LL_pnts <- scale_grid(r_sub,scale_factor=15)
head(LL_pnts)
#> x y
#> 1 0 0
#> 2 15 0
#> 3 30 0
#> 4 45 0
#> 5 60 0
#> 6 75 0
terra::plot(r_sub,col=clr,mar=c(1.5,1.5,0.75,5))
terra::plot(vect(LL_pnts,geom=c("x","y")),pch=3,col='#EEEEEE',add=TRUE)
Figure 6 The subset of the categorical raster and the scaled grid cell origin (lower left corners)
rel_abund <- relative_abundance_scaled_grid(r_sub,class_field='cover',scale_factor=15)
head(rel_abund)
#> x y A B C
#> 1 0 0 4.8888889 38.22222 56.88889
#> 2 15 0 10.2222222 38.66667 51.11111
#> 3 30 0 20.0000000 42.66667 37.33333
#> 4 45 0 24.8888889 40.44444 34.66667
#> 5 60 0 0.8888889 28.00000 71.11111
#> 6 75 0 17.7777778 37.33333 44.88889
# classify relative abundance samples to multi-dimensional grid points with a 33.3% class label precision and a 10 percent representativeness threshold and a monotypic class threshold of 90%
mdgp_result <- mdgp_scale(rel_abund,parts=3,rpr_threshold=10,monotypic_threshold=90)
#> [1] "number of cells: 400"
#> [1] "number of grid points: 10"
#> [1] "number of grid points remaining: 5"
head(mdgp_result)
#> cls A B C x_y prc_inf_agr class_name
#> 1 10 0.000 8.444 91.556 285_0 91.556 C100
#> 2 10 0.000 9.333 90.667 195_30 90.667 C100
#> 3 10 0.444 12.444 87.111 60_285 87.111 C100
#> 4 9 4.889 38.222 56.889 0_0 90.222 C67_x_B33
#> 5 9 10.222 38.667 51.111 15_0 84.444 C67_x_B33
#> 6 9 10.667 42.667 46.667 225_0 80.000 C67_x_B33
# convert classified points and location-specific information retention to raster
mdgp_raster <- scaling_result_to_raster(mdgp_result,class_name_field='class_name',scale_factor=15)
# plot the scaled map
clr_scale <- c('#E69F00','#56B4E9','#009E73','#F0E442','#0072B2','#D55E00')

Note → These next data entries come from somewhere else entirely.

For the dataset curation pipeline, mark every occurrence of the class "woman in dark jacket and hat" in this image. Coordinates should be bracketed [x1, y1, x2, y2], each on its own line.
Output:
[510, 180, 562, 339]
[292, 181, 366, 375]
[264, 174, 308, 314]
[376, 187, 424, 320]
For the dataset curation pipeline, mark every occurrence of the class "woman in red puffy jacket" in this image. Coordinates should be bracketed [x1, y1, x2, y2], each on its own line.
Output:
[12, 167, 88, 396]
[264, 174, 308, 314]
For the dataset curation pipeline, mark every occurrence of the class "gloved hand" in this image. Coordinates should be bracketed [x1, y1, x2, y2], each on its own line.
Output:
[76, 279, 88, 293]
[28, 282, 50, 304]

terra::plot(mdgp_raster[[1]],col=clr_scale,mar=c(1.5,1.5,1,8))
Figure 7 The scaled categorical raster with a new scaled classification scheme.
# plot information retention of the scaled map
terra::plot(mdgp_raster[[2]],col=gray.colors(20,start=0.1,end=1),mar=c(1.5,1,1,8))
Figure 8 Information retention raster at the scaled grid cell level.
A third list with two objects returns the class-specific mean and standard deviation of information retention as a data frame and the landscape scale aggregated mean and standard deviation as a list.
# print the class-specific and landscape scale summary statistics
print(mdgp_raster[[3]])
#> [[1]]
#> class_name freq class_id prop inf_retention_mn inf_retention_sd
#> 1 A33_x_B33_x_C33 165 1 0.4125 84.129 3.814
#> 2 A67_x_B33 122 2 0.3050 87.417 6.519
#> 3 B67_x_A33 29 3 0.0725 82.038 2.214
#> 4 C100 3 4 0.0075 89.778 2.352
#> 5 C67_x_B33 81 5 0.2025 88.093 5.132
#>
#> [[2]]
#> mean sd
#> information_retention_landscape 85.826 5.356
The next two figures present the scaling results for the full landscape when applying a with scale factor of 5 (Fig. 9) and 15 (Fig. 10) for three precision levels of 100%, 33.3% and 20%.
Scaling the full landscape with a scale factor of 15 and three precision levels of 100%, 33.3% and 20%.
This package generously relies on functions from the R packages terra (Hijmans, 2022), compositions (van den Boogaart et al., 2022), and partitions (Hankin, 2006).